Not free as in speech, mind you, or even free as in beer. I had broken through the illusion of self and found it to be as ephemeral as spiderweb lingerie. Once I realized that I was no more and no less than a diamond cog in a manufacturing plant for light, once I had found my physical body and mental ego to be emergent properties of ultimate consciousness, I was in free-fall and had nowhere to be.
I phoned my parents and told them I was going to the beach. They were surprised, especially because I hadn’t been known to even get out of bed at that hour of the morning, much less travel three hours on a mountain road. I didn’t mind.
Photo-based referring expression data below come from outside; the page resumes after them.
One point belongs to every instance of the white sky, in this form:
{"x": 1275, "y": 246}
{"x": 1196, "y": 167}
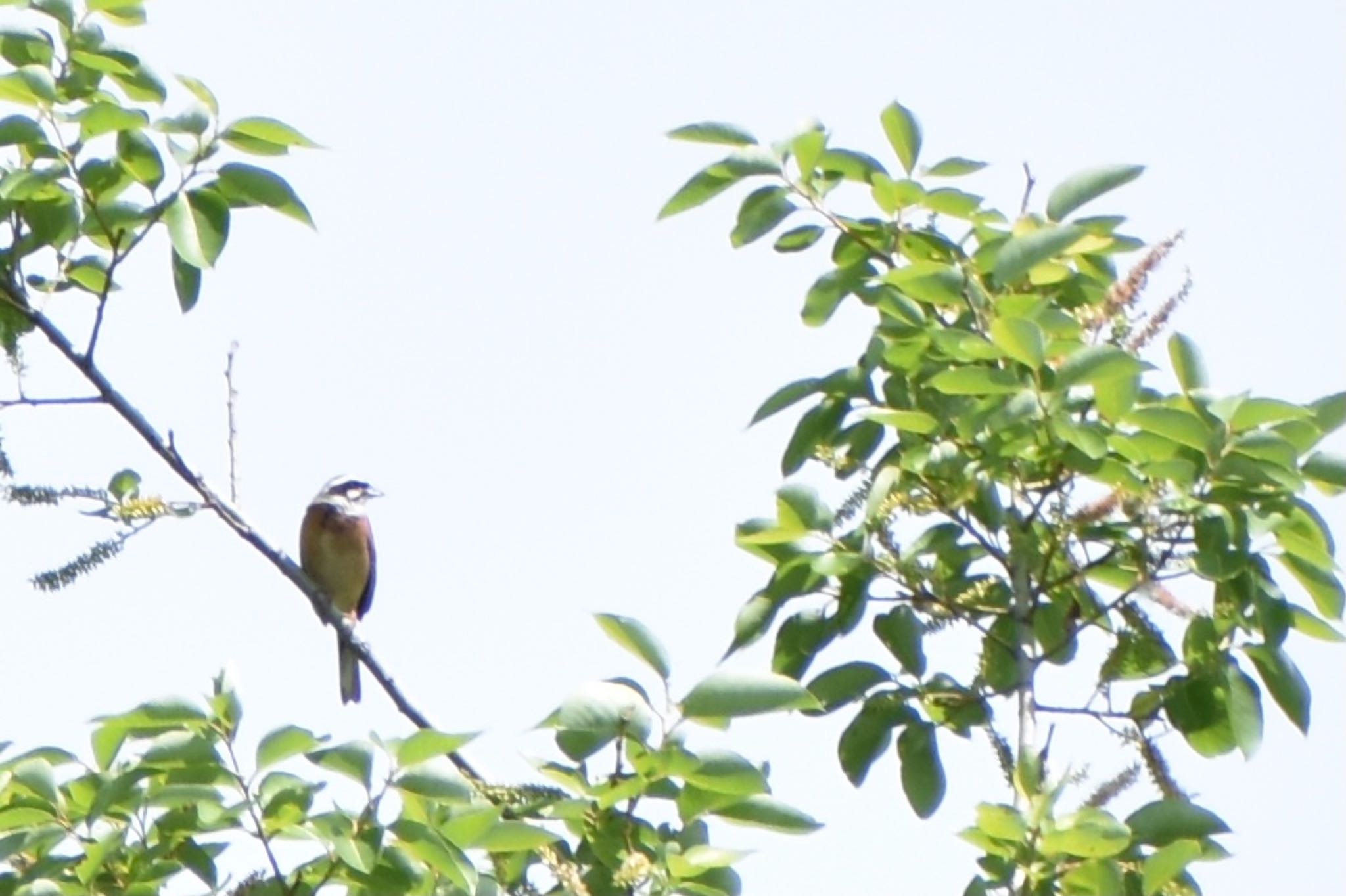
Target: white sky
{"x": 552, "y": 389}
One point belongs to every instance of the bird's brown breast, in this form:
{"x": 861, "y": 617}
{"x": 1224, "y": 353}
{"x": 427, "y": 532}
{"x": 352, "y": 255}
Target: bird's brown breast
{"x": 334, "y": 549}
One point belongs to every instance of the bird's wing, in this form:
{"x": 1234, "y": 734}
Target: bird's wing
{"x": 367, "y": 598}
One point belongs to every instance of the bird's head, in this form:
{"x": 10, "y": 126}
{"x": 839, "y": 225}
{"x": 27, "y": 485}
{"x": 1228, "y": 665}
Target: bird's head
{"x": 348, "y": 494}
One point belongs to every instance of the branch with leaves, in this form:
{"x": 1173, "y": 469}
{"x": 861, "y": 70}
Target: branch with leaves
{"x": 1022, "y": 474}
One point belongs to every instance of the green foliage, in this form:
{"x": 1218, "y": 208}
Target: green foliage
{"x": 166, "y": 797}
{"x": 1022, "y": 475}
{"x": 92, "y": 163}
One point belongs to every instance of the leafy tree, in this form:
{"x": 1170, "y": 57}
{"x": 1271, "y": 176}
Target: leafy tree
{"x": 1011, "y": 468}
{"x": 1014, "y": 468}
{"x": 93, "y": 164}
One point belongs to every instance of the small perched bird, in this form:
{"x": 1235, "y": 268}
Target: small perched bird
{"x": 337, "y": 550}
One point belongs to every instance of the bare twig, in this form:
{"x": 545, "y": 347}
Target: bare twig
{"x": 233, "y": 430}
{"x": 1081, "y": 711}
{"x": 252, "y": 810}
{"x": 23, "y": 401}
{"x": 1027, "y": 189}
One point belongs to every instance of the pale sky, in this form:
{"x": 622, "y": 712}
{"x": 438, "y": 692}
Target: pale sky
{"x": 552, "y": 389}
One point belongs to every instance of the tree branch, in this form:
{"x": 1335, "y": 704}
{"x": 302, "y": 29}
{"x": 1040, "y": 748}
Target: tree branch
{"x": 233, "y": 428}
{"x": 23, "y": 401}
{"x": 169, "y": 454}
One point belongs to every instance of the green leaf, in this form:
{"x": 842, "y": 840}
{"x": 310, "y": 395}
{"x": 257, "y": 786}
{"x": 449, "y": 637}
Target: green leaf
{"x": 430, "y": 744}
{"x": 975, "y": 381}
{"x": 1022, "y": 254}
{"x": 1085, "y": 186}
{"x": 1244, "y": 711}
{"x": 1166, "y": 864}
{"x": 827, "y": 294}
{"x": 901, "y": 631}
{"x": 716, "y": 178}
{"x": 249, "y": 185}
{"x": 1188, "y": 365}
{"x": 1325, "y": 589}
{"x": 724, "y": 773}
{"x": 124, "y": 483}
{"x": 634, "y": 637}
{"x": 770, "y": 813}
{"x": 801, "y": 509}
{"x": 846, "y": 683}
{"x": 787, "y": 396}
{"x": 1094, "y": 878}
{"x": 955, "y": 167}
{"x": 201, "y": 92}
{"x": 1021, "y": 340}
{"x": 863, "y": 740}
{"x": 1172, "y": 423}
{"x": 198, "y": 227}
{"x": 1002, "y": 822}
{"x": 1255, "y": 412}
{"x": 931, "y": 282}
{"x": 1283, "y": 680}
{"x": 29, "y": 85}
{"x": 430, "y": 847}
{"x": 714, "y": 132}
{"x": 513, "y": 837}
{"x": 922, "y": 773}
{"x": 799, "y": 238}
{"x": 22, "y": 47}
{"x": 955, "y": 204}
{"x": 700, "y": 859}
{"x": 1166, "y": 821}
{"x": 22, "y": 129}
{"x": 37, "y": 776}
{"x": 141, "y": 158}
{"x": 186, "y": 282}
{"x": 761, "y": 212}
{"x": 1089, "y": 833}
{"x": 353, "y": 759}
{"x": 262, "y": 129}
{"x": 606, "y": 709}
{"x": 105, "y": 118}
{"x": 904, "y": 133}
{"x": 1330, "y": 412}
{"x": 917, "y": 422}
{"x": 283, "y": 743}
{"x": 851, "y": 164}
{"x": 1098, "y": 363}
{"x": 1307, "y": 623}
{"x": 726, "y": 694}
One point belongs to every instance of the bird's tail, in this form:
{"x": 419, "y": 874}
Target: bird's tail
{"x": 349, "y": 673}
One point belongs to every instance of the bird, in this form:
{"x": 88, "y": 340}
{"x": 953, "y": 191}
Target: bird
{"x": 337, "y": 552}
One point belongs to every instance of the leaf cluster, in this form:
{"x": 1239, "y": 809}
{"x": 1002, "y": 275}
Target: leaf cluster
{"x": 93, "y": 162}
{"x": 1018, "y": 468}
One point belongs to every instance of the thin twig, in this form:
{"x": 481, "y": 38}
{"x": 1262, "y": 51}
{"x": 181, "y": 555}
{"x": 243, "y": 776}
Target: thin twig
{"x": 1027, "y": 189}
{"x": 38, "y": 403}
{"x": 233, "y": 428}
{"x": 252, "y": 810}
{"x": 1081, "y": 711}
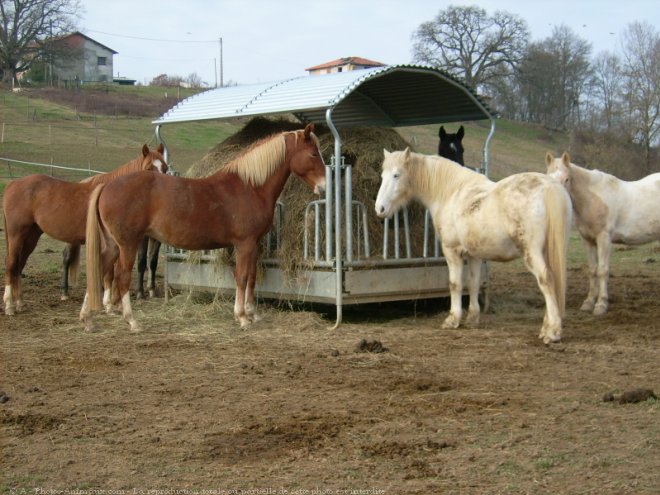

Their confusion would arise and pass, as eventually they would construct a mental model to explain my behavior. Consequences, should there be any attached, were inextricably linked as the future to the past and were therefore already suffered and transcended. Parental restrictions, in fact all of society’s norms and regulations, were like the plastic elf house: open the door, look out the window, play the game of custom and habit, but at any moment shrug! And the whole structure sloughs off.
I knew, too, that the game Casey would want to play after our drive – colloquially known as “let’s get high, look, I bet that guy’s got a hook up,” was equally mundane and superfluous. I had no idea, when I first tongued that sucrose prism, that it was the high to end all highs. In fact, in later months I would even lose the illusion that LSD was the philosopher’s stone. It may have been the trigger on the gun that blew my mind, but the bullet was pure meditation. When I sat down that July dawn, with nothing to do, I stumbled upon the way to do No-thing.
I would later have to leave Casey, after many attempts to open his eyes found me drained and dull. I found new friends and new paths, new games to play, but I play differently now. Whenever I get too serious, whenever my mouth purses and my head aches, when the weight of the elf house sits too heavily upon my brow, the Mad Monk returns to me with a laugh of delight and a joke or a rhyme: Forget! Now sit! Don’t worry about it!